I had an awkward childhood. My parents moved a couple of times and I never really found friends who were interesting or found me interesting. For a couple of years I was signed up to play little league football (Not that faggy soccer crap) but there was a rule that every kid needed to play at least 5 minutes per game. I was one of those kids that they would throw in at the last 5 minutes when we were losing big, or 5 minutes before halftime when we where winning. I sucked. I used to sit alone on the bench and make explosion sounds when there was a tackle.
My pre-teen years were not kind either. During 6th grade at East Middle, I had a full blown case of crater face acne and a little bit of a weight problem. I could hide my budding man breasts beneath a shrunken E.L.O concert jersey, but the pimples were out there like Christians at a Pride Rally. But the worst part of my pre-teens was my parents decision to schedule my circumcision. I know, most guys have had this done at birth. Hell, even my brothers had their crowns cut when they were born. My parents could never explain why they never had it done for me. I guess life just got in the way and they never got around to it.
So anyways, right around the start of November during the sixth grade, I was circumcised. God Damn it hurt. The first day back to school, I felt as if I was wearing underpants made from shards of glass. Every young girl wearing a short skirt or tight sweater brought throbbing fiery bolts of pain to my loins as my pubescent wang tried to stand erect. The physical pain soon subsided, but the real damage had been done.
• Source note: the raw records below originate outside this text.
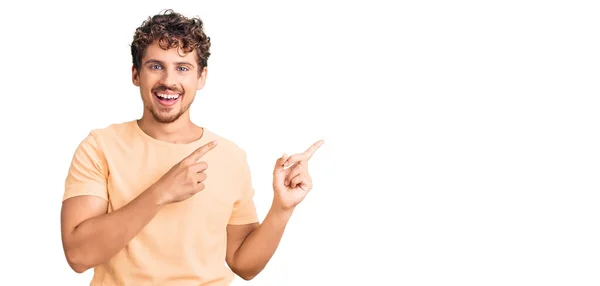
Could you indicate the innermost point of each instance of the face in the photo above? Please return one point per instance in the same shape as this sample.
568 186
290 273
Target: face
168 81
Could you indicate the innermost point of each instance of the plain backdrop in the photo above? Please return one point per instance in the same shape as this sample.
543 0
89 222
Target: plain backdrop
462 141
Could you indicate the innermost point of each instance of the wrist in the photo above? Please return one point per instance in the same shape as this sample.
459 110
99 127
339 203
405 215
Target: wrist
157 196
281 212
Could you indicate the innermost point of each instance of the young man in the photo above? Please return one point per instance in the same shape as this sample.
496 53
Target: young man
162 201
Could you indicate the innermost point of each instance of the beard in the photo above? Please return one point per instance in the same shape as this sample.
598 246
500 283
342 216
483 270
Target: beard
165 115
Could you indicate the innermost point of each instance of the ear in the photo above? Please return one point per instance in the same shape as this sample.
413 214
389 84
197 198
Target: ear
202 79
135 76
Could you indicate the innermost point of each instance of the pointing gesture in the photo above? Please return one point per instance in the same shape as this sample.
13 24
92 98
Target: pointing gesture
185 178
305 156
291 180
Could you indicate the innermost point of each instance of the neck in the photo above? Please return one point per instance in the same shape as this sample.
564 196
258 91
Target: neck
181 131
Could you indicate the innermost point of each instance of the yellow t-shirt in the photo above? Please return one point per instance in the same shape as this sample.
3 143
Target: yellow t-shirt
185 243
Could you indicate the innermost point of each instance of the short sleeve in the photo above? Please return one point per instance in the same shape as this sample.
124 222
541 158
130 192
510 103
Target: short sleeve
244 209
88 172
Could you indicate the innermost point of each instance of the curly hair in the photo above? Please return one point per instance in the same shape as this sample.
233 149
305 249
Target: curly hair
171 30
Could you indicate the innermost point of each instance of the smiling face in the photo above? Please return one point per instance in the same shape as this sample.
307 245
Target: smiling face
168 81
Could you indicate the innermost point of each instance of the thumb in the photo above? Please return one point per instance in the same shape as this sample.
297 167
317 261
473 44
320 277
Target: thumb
280 161
198 153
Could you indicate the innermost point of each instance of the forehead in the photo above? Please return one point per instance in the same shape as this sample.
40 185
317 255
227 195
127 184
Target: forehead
155 52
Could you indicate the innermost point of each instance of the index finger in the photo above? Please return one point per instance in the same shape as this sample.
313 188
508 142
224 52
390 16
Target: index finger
313 148
198 153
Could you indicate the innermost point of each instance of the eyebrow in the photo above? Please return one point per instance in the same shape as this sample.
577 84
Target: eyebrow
153 61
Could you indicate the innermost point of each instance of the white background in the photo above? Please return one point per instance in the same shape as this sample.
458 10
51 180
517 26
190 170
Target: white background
462 140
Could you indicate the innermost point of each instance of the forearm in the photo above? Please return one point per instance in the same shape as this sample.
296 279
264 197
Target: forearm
97 239
260 245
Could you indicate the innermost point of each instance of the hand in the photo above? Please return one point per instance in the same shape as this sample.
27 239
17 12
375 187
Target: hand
185 178
292 184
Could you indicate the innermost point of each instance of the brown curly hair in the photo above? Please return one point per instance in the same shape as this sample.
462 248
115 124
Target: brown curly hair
171 30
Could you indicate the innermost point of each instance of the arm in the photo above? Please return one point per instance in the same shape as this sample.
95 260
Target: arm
251 246
91 236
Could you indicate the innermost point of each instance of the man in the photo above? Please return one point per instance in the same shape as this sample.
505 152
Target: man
162 201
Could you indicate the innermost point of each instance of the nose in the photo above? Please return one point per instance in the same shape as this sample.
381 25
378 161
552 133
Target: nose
169 79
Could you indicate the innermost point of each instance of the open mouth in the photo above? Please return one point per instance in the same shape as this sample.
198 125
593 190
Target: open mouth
167 99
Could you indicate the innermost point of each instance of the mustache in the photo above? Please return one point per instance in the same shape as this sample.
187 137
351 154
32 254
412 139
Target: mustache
166 88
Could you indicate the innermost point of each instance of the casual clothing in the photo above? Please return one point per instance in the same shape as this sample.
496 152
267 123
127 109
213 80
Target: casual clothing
185 243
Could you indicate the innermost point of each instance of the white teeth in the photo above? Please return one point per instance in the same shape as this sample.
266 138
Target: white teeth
168 96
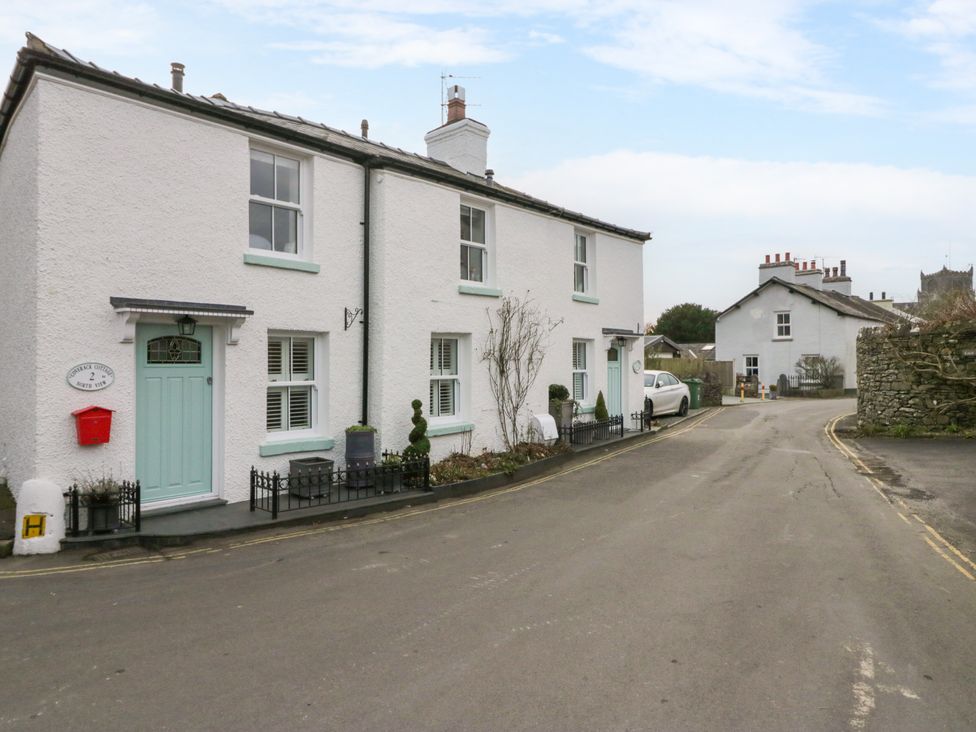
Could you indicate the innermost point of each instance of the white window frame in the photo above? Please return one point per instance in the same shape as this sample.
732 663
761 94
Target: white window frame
747 368
586 349
486 249
303 245
459 379
317 407
783 330
588 263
Sexuality and pain had become intertwined and to this day, I can't look at women in cheer leading outfits or Jordache Jeans without wincing.
Between my explosive acne and the idea that even the smallest erection would bring about searing pain, I found the better half sixth and seventh grade would be best spent as far away from girls as I could get. I think, for almost two years, I spent every lunch hour in the library reading old Life magazines.
Life moved slowly forward and my self imposed shell began to dissolve. High school allowed me to have a fresh start. Sure, there would be people (girls) who remembered me from middle school, but there would be MORE girls who didn't know me. Also, I looked different. The summer before tenth grade, I had taken on a strict exercise program that consisted of riding my twelve speed bike alone all day, up to 18 miles a day, for six days a week. My complete lack of friends had helped me slough off pounds of baby fat and postpone the full growth of my man boobs until my late thirties. Except for my acne, I thought I looked pretty good.
Tenth grade came and went. I was just so damn shy. I can't even remember speaking to a girl during that first year of high school. I did a lot of staring and dropping pencils during class so I could bend down and pick them up to see if I could look up any skirts. The nearest I came to speaking to a girl was the time in algebra class when out of the blue a girl I was looking at called me freak and demanded that I stop looking at her. I spent three months in the school library during lunch because of that episode. Tenth grade was a wash and eleventh grade, I felt, would be my break out year.
Indeed, with the influx of new tenth graders (girls who knew nothing of my awkward past), the new year was brimming with possibilities. Adding to the mix was my parent's gift to me of a $100 1971 Cadillac Sedan DeVille. I may have had disfiguring facial acne, but I had wheels and girls liked guys with cars, right? More importantly, girls liked guys who could drive them home in a snow storm from school in a car heated with a growling 472 horsepower V8 engine.
Even today, when cool autumn nights turn to chilly winter darkness, the warmth from my car's heater ignites dreams of my youth.